Mais gamin, je détournais déjà le Cluedo pour le mélanger avec des cartes, des dés et bricoler des règles pour en faire un jeu de plateau dans une maison hantée. Je me souviens que les figurines étaient des playmobils barbouillés de pâte à modeler, pour qu’ils ressemblent un peu à des monstres… 🎨

Et puis ado, abonné à Jeux & stratégies, j’ai lu le fameux numéro 18, que tout le monde en France cite en référence à Donjons & Dragons.

J’ai acheté la boîte disponible à l’époque (la rose en anglais) et je pataugeais un peu dans la traduction. Bon déjà qu’il fallait traduire, en plus il fallait comprendre le principe d’un Jeu de Rôle. Rien de tel n’existait, il fallait se débrouiller pour y jouer sans trop faire de contresens.

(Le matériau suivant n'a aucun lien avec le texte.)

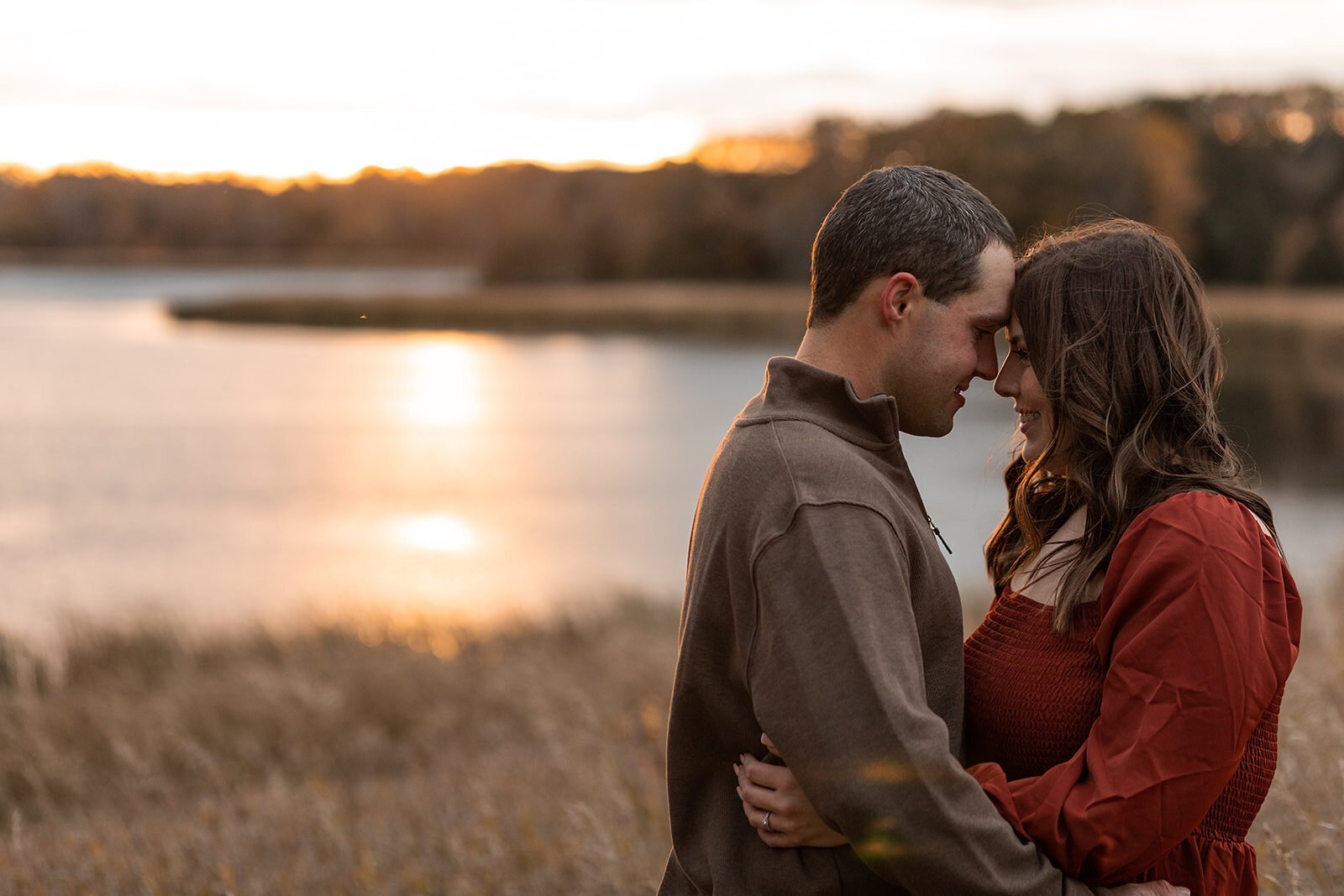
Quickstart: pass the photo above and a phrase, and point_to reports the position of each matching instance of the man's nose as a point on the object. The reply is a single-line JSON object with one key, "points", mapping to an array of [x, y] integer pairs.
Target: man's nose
{"points": [[987, 363]]}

Qu’est-ce qui fait la force du JDR d’après toi ?

Je ne sais pas si c’est toujours le cas, mais la force du JDR, à mon époque de vieux dinosaure, c’est d’avoir éveillé les passions au-delà du jeu lui-même. 🦕

Parmi ceux qui jouaient aux Jeux de Rôle, beaucoup de mes copains de lycée et de fac sont devenus écrivains, illustrateurs, deux autres sont partis chez Ubi pour concevoir des jeux vidéo. Moi-même, qui ai commencé comme décorateur de plateau théâtre et ciné, je basais toujours mes visuels sur mes influences Fantasy ou SF.

Bon, des fois, ça matche pas avec le réalisme d’une pièce de boulevard…

Peux-tu nous partager le souvenir de ta meilleure expérience de JDR ?

Je ne sais pas si c’est le meilleur, mais ce souvenir est pour moi un vrai souvenir de Jeu de Rôle. En 1987, j’étais en fac de lettre, du coup, je jouais beaucoup le soir et les week ends (il doit y avoir un rapport de cause à effet, mais j’ai jamais dit que j’étais assidu).

On avait décidé d’entreprendre le marathon de la série des I. Et là on avait attaqué Ravenloft. Notre Maître de Jeu (qui est toujours mon MJ actuel) avait un noyau de joueurs et quelquefois des électrons libres qui passaient par Montpellier et se joignaient à la partie.

Je ne sais plus précisément quand, mais un épisode de l’aventure prévoit qu’un des personnages soit possédé par Strahd von Zarovich. Evidemment, devine sur qui c’est tombé ? 😉

De plus, seul le MJ et moi-même savions que je n’étais plus un compagnon fiable, mais que je jouais en quelque sorte le vampire. Je n’avais évidemment pas le droit de donner aux autres joueurs des indices sur cette supercherie.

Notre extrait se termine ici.